Here, ALJ Stueve does not mention, even in passing, the opinions of either Montes or Hopper. The Commissioner argues that this omission is simply harmless error, given that neither of these opinions is uncontroverted or significantly probative. In her argument, the Commissioner relies on the general rule that, in an action for Social Security benefits, "an ALJ is not required to discuss every piece of evidence. Rather, in addition to discussing the evidence supporting his decision, the ALJ must discuss the uncontroverted evidence he chooses not to rely upon, as well as significantly probative evidence he rejects."[20] The Commissioner argues that the ALJ was not required to discuss the opinion of Montes, as Plaintiff's own testimony and statements directly contradicted Montes' opinion. Further, the ALJ included a limitation on Plaintiff's ability to communicate in English in his assessment of Plaintiff's residual functional capacity, an outcome that seems to take into consideration Hopper's experience with and assessment of Plaintiff.

Based on Tenth Circuit precedent, the Commissioner's argument is simply not enough to overcome the fact that the ALJ failed to mention, or even acknowledge the existence of, these third-party statements. What is of more interest to this Court is the fact that, while the Commissioner argues that Montes' opinion is directly contradicted by Plaintiff's own testimony and statements, the ALJ goes on, later in his decision, to completely discredit Plaintiff's testimony, a decision with which the Commissioner clearly agrees. The Commissioner cannot rely upon evidence to support her position on one issue while simultaneously dismissing that same evidence as non-credible.

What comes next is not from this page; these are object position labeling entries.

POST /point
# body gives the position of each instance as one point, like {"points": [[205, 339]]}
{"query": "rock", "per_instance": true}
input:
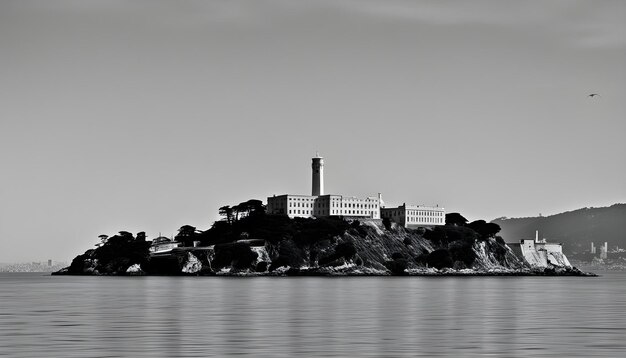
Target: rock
{"points": [[135, 270]]}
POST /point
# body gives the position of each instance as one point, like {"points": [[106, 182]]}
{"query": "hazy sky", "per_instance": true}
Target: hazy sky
{"points": [[148, 115]]}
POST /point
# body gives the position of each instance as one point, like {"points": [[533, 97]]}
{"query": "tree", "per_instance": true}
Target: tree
{"points": [[455, 219], [186, 235], [484, 229]]}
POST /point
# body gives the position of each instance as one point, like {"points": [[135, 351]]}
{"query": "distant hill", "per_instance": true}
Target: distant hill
{"points": [[575, 229]]}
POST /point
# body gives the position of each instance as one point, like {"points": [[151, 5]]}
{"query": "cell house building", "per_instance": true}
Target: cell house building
{"points": [[319, 204]]}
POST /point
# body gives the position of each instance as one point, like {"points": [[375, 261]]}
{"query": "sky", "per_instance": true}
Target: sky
{"points": [[149, 115]]}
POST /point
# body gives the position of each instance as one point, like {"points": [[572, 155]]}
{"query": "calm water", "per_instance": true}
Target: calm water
{"points": [[55, 316]]}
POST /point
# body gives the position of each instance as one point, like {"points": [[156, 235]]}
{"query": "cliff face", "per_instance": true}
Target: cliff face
{"points": [[366, 248]]}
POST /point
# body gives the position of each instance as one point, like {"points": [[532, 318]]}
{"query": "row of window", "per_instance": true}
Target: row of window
{"points": [[333, 212]]}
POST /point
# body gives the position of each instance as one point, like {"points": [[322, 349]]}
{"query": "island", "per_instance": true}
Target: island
{"points": [[326, 234], [254, 243]]}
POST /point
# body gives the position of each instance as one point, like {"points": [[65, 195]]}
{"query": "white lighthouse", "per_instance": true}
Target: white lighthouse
{"points": [[317, 171]]}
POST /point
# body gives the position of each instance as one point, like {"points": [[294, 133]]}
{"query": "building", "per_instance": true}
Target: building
{"points": [[540, 253], [162, 245], [413, 216], [319, 204]]}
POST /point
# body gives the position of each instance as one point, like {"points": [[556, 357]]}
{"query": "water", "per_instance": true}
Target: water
{"points": [[61, 316]]}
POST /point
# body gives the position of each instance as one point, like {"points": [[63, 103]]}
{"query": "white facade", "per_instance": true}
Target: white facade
{"points": [[318, 204], [415, 215], [317, 171], [325, 205]]}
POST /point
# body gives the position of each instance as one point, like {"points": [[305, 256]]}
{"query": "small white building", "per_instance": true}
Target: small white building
{"points": [[324, 205], [162, 245], [540, 253], [412, 216]]}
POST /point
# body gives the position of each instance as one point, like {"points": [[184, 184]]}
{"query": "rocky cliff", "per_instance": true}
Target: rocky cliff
{"points": [[357, 248]]}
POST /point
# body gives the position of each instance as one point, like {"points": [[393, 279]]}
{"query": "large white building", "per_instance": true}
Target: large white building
{"points": [[320, 204], [415, 215]]}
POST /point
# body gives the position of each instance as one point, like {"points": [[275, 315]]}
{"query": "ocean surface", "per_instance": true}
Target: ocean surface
{"points": [[71, 316]]}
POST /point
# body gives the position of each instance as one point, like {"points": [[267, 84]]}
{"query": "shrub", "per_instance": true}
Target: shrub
{"points": [[397, 267]]}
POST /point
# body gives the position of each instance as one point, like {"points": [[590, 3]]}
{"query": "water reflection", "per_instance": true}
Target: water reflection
{"points": [[303, 317]]}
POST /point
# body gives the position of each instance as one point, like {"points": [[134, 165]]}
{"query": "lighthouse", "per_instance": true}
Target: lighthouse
{"points": [[317, 170]]}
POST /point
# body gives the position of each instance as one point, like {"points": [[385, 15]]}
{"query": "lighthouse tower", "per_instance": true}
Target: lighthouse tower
{"points": [[317, 167]]}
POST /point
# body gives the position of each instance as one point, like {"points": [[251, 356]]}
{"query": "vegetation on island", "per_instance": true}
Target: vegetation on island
{"points": [[248, 240]]}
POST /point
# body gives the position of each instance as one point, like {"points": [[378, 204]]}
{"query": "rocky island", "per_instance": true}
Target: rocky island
{"points": [[254, 243]]}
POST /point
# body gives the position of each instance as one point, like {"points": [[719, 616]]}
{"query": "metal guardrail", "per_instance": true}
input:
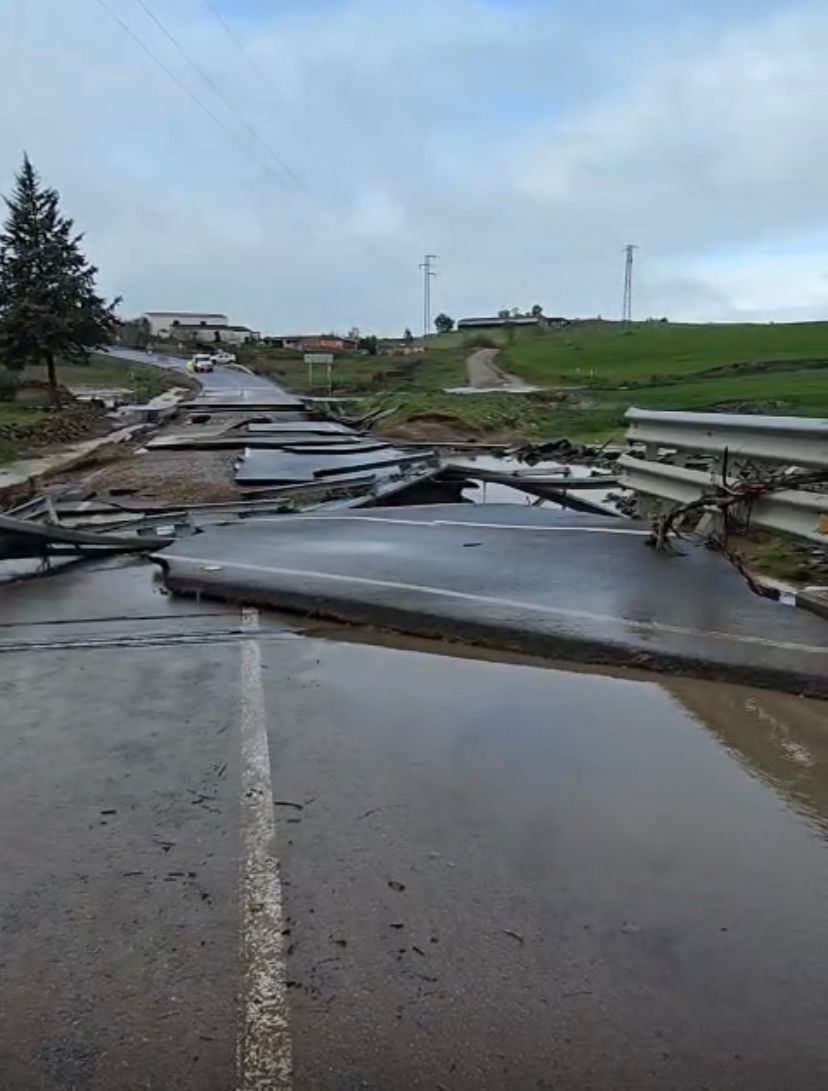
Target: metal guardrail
{"points": [[801, 514], [794, 441]]}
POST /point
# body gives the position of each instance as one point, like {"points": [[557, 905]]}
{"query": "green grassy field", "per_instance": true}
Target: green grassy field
{"points": [[607, 368], [144, 380], [608, 354]]}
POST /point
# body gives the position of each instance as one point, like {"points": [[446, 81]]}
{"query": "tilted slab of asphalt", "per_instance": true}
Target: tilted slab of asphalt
{"points": [[546, 583]]}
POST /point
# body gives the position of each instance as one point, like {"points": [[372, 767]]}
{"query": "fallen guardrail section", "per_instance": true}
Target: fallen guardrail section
{"points": [[744, 470]]}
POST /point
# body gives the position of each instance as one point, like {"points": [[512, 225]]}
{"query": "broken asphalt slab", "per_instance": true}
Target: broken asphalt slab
{"points": [[558, 584], [284, 467]]}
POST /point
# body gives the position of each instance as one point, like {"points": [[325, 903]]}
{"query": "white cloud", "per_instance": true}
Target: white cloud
{"points": [[515, 142]]}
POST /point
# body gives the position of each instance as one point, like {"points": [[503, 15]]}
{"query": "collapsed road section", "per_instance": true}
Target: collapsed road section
{"points": [[541, 582]]}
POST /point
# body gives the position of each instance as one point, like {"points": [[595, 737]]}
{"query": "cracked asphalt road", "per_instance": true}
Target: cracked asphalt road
{"points": [[492, 875]]}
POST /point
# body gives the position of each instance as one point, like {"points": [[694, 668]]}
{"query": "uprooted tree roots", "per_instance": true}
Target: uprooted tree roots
{"points": [[720, 499]]}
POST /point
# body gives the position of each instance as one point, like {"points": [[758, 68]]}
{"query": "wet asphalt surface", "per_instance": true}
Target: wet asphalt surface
{"points": [[495, 875]]}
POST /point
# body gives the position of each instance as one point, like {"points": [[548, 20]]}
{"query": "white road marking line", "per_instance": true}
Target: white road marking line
{"points": [[456, 523], [265, 1055], [654, 626]]}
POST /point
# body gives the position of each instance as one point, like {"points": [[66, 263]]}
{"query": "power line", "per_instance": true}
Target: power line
{"points": [[228, 31], [229, 106], [165, 68], [343, 97], [428, 273], [627, 308]]}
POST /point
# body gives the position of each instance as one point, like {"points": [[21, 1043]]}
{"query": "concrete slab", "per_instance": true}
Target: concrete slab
{"points": [[276, 467], [549, 583]]}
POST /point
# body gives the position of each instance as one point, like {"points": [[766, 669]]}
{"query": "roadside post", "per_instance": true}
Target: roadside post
{"points": [[324, 358]]}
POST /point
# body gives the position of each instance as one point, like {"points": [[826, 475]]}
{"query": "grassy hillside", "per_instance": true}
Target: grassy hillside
{"points": [[592, 372], [608, 354]]}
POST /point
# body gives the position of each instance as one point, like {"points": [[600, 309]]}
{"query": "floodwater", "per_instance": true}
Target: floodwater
{"points": [[497, 874], [609, 882]]}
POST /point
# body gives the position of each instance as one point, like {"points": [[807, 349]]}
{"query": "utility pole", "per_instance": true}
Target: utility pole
{"points": [[428, 273], [627, 311]]}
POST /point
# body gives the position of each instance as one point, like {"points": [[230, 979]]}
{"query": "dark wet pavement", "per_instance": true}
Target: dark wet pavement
{"points": [[512, 576], [500, 875]]}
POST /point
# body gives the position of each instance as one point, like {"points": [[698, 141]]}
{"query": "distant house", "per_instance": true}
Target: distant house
{"points": [[319, 343], [199, 328], [209, 333], [494, 322], [163, 323]]}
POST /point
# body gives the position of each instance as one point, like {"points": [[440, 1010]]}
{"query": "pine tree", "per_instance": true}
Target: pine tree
{"points": [[48, 306]]}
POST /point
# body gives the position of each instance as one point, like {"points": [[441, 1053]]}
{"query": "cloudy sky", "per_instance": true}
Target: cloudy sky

Without the benefit of the ALJ's findings supported by the weighing of this potentially relevant evidence, this Court cannot determine whether the ALJ's conclusions as to Plaintiff's residual functional capacity are supported by substantial evidence. This Court is aware that Plaintiff alleges several assignments of error with regard to the assessment of his residual functional capacity. However, without proper analysis of these third-party statements, any determination as to the appropriateness of the ALJ's assessment is necessarily incomplete. The Commissioner's decision with regard to Plaintiff's residual functional capacity is therefore reversed and remanded to the Commissioner for further consideration in accordance with this order.

Because this Court reverses and remands for additional proceedings with regard to residual functional capacity, it is unnecessary to reach Plaintiff's assignment of error at step four, namely that VE Lindall's testimony was inconsistent with the Dictionary of Occupational Titles, which therefore allowed the ALJ to erroneously determine that Plaintiff was able to return to his past relevant work. This is especially true given that a determination at step four is centrally focused on the ALJ's assessment of Plaintiff's residual functional capacity.

IT IS THEREFORE ORDERED that the decision of the Commissioner is REVERSED, and that judgment be entered in accordance with the fourth sentence of 42 U.S.C. ยง 405(g) REMANDING the case for further proceedings consistent with this memorandum and order.